Robot helps reveal how ants pass on knowledge

Ant leads other ant to new nest known as tandem run. Credit: Norasmah Basari and Nigel R Franks

Scientists have developed a small robot to understand how ants learn from each other.

The team built the robot to mimic the behavior of rock ants using one-to-one lessons, where an ant that has discovered a much better new nest can teach another individual the route there.

The findings, published in the Journal of Experimental Biology affirm today that most important elements of teaching these ants are now understood because the leather ant can be replaced by a machine.

The key to this learning process is tandem running, where one ant literally leads the other ant very slowly along a route to the new nest. The apprentice ant learns the route so well that it can find its own way back home and then lead a tandem run with another ant to the new nest, and so on.

Prof. dr. Nigel Franks of Bristol’s School of Biological Sciences said: “Education is so important in our own lives that we spend a lot of time instructing others or teaching it ourselves. This should make us question whether education is actually taking place among non-human animals.” And in fact the first case where teaching was rigorously demonstrated was in another animal, in an ant.” The team wanted to determine what was necessary and sufficient in such education, and if they could build a robot that would successfully replace the teacher, it should demonstrate that they largely understood all the essential elements in this process.

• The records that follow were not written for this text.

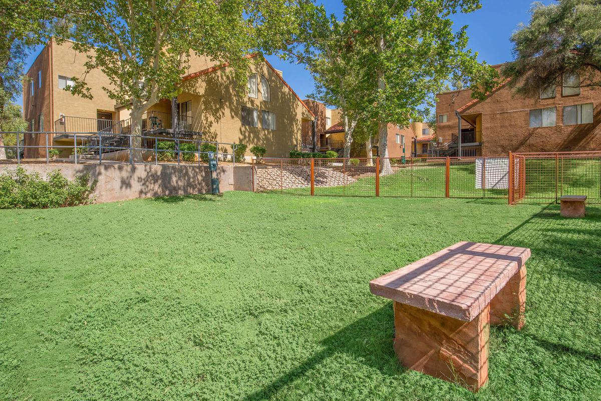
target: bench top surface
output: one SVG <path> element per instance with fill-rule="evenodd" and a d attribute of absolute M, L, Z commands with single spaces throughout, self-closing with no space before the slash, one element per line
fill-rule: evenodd
<path fill-rule="evenodd" d="M 470 322 L 530 257 L 527 248 L 458 242 L 370 281 L 372 293 Z"/>
<path fill-rule="evenodd" d="M 564 195 L 561 198 L 560 200 L 567 200 L 567 201 L 585 201 L 587 200 L 586 195 Z"/>

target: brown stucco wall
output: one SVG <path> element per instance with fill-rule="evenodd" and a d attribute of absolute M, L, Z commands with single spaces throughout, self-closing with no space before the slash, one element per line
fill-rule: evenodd
<path fill-rule="evenodd" d="M 98 180 L 93 194 L 96 202 L 171 195 L 210 193 L 210 174 L 206 165 L 127 165 L 127 164 L 22 164 L 26 171 L 43 177 L 59 170 L 69 179 L 89 173 Z M 14 170 L 15 166 L 2 167 L 0 171 Z M 251 166 L 218 167 L 219 190 L 251 191 Z"/>

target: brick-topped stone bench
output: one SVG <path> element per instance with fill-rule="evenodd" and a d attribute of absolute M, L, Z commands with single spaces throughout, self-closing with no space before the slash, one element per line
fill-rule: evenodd
<path fill-rule="evenodd" d="M 563 217 L 584 217 L 585 195 L 564 195 L 560 198 Z"/>
<path fill-rule="evenodd" d="M 529 257 L 525 248 L 459 242 L 370 281 L 394 301 L 401 363 L 478 391 L 488 380 L 489 325 L 523 325 Z"/>

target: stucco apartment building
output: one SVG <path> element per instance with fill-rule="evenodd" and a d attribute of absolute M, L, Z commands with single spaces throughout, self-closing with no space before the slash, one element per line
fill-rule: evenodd
<path fill-rule="evenodd" d="M 535 99 L 514 94 L 508 81 L 481 101 L 469 90 L 438 94 L 436 136 L 443 152 L 459 155 L 457 114 L 464 156 L 601 149 L 601 88 L 580 87 L 578 75 L 562 79 Z"/>
<path fill-rule="evenodd" d="M 314 116 L 284 81 L 282 72 L 260 55 L 249 57 L 252 59 L 249 90 L 243 95 L 237 93 L 233 78 L 225 73 L 227 64 L 203 57 L 191 58 L 182 78 L 182 93 L 177 99 L 178 135 L 183 132 L 188 139 L 243 143 L 249 149 L 261 145 L 266 148 L 266 156 L 286 156 L 290 150 L 300 148 L 302 127 L 310 126 Z M 83 99 L 64 90 L 72 84 L 72 77 L 83 76 L 86 60 L 86 55 L 76 52 L 70 42 L 59 44 L 52 40 L 27 72 L 24 118 L 29 122 L 29 131 L 55 133 L 51 145 L 72 145 L 75 138 L 70 132 L 130 132 L 130 111 L 126 105 L 115 104 L 102 90 L 103 86 L 110 87 L 111 84 L 100 70 L 93 70 L 86 77 L 93 99 Z M 171 100 L 162 99 L 144 114 L 144 135 L 172 136 L 171 120 Z M 80 140 L 78 137 L 78 144 Z M 43 145 L 44 141 L 44 135 L 26 134 L 26 145 Z M 70 154 L 69 149 L 62 152 L 62 156 Z M 45 157 L 45 150 L 27 148 L 25 157 Z"/>

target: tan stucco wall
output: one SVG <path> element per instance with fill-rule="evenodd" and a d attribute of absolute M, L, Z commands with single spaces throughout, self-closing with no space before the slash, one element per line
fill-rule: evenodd
<path fill-rule="evenodd" d="M 237 93 L 233 78 L 228 74 L 228 69 L 224 68 L 185 81 L 183 93 L 178 97 L 178 102 L 192 101 L 192 129 L 203 132 L 203 139 L 243 143 L 249 149 L 258 145 L 267 149 L 266 156 L 286 157 L 290 150 L 300 147 L 302 120 L 311 120 L 313 117 L 277 73 L 258 58 L 256 61 L 251 71 L 268 79 L 270 101 L 263 100 L 260 81 L 258 99 Z M 258 127 L 242 125 L 243 105 L 258 110 Z M 261 110 L 276 114 L 275 130 L 262 127 Z M 231 148 L 220 150 L 231 152 Z M 247 151 L 246 155 L 251 154 Z"/>
<path fill-rule="evenodd" d="M 96 202 L 171 195 L 210 193 L 210 174 L 206 165 L 127 165 L 127 164 L 22 164 L 29 172 L 43 177 L 55 170 L 69 179 L 89 173 L 98 184 L 93 195 Z M 15 166 L 0 167 L 0 171 L 14 170 Z M 218 167 L 219 190 L 251 191 L 251 173 L 249 165 Z"/>

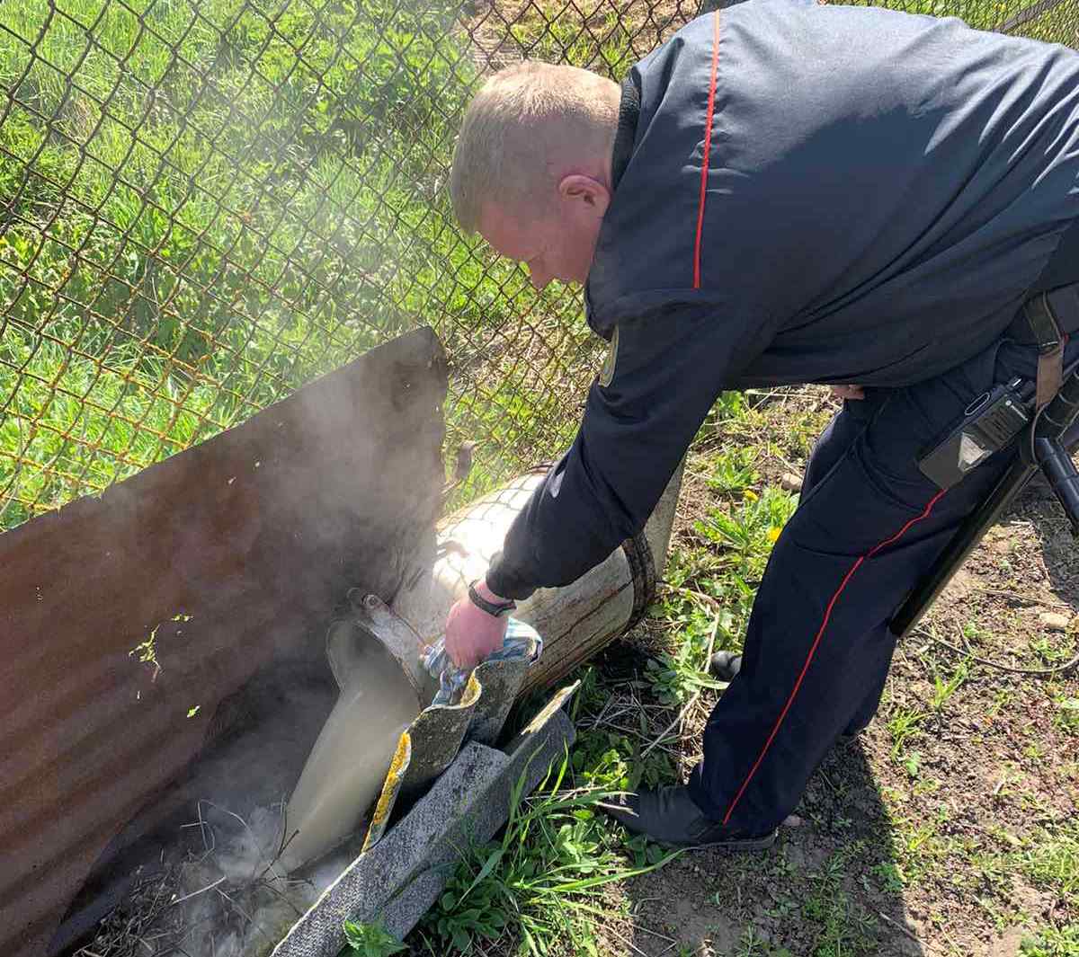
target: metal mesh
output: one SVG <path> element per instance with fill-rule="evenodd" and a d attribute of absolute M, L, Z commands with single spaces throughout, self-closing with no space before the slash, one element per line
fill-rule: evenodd
<path fill-rule="evenodd" d="M 915 4 L 893 4 L 910 6 Z M 928 2 L 1079 42 L 1079 0 Z M 0 530 L 418 324 L 459 494 L 559 452 L 598 365 L 579 296 L 454 226 L 462 110 L 521 57 L 620 78 L 697 0 L 0 3 Z"/>

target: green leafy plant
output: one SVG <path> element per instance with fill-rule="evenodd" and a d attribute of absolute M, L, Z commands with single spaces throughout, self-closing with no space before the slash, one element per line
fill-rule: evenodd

Robot helps reveal how ants pass on knowledge

Diagram of ant scent gland. Credit: Norasmah Basari

The researchers built a large arena so that there was a significant distance between the old ant nest, which was intentionally made of low quality, and a new, much better nest that ants could be guided to by a robot. A gantry was placed on top of the arena to move back and forth with a small sliding robot attached to it, allowing the scientists to direct the robot to move along straight or undulating routes. Attractive scent glands from a worker ant were attached to the robot to give it the pheromones of an ant teacher.

Prof. dr. Franks explained: “We waited for an ant to leave the old nest and placed the robotic pin, adorned with attractive pheromones, right in front of it. The pinhead was programmed to go to the new nest, either on a straight path or on a beautifully curvy path. We had to make sure the robot was interrupted by us during its journey so that we could wait for the next ant to catch up after it looked around to learn landmarks.

“Once the follower ant was guided to the new nest by the robot, we had it explore the new nest and then, on its own time, begin its return journey. We then used the portal to automatically track the path of the returning ant.”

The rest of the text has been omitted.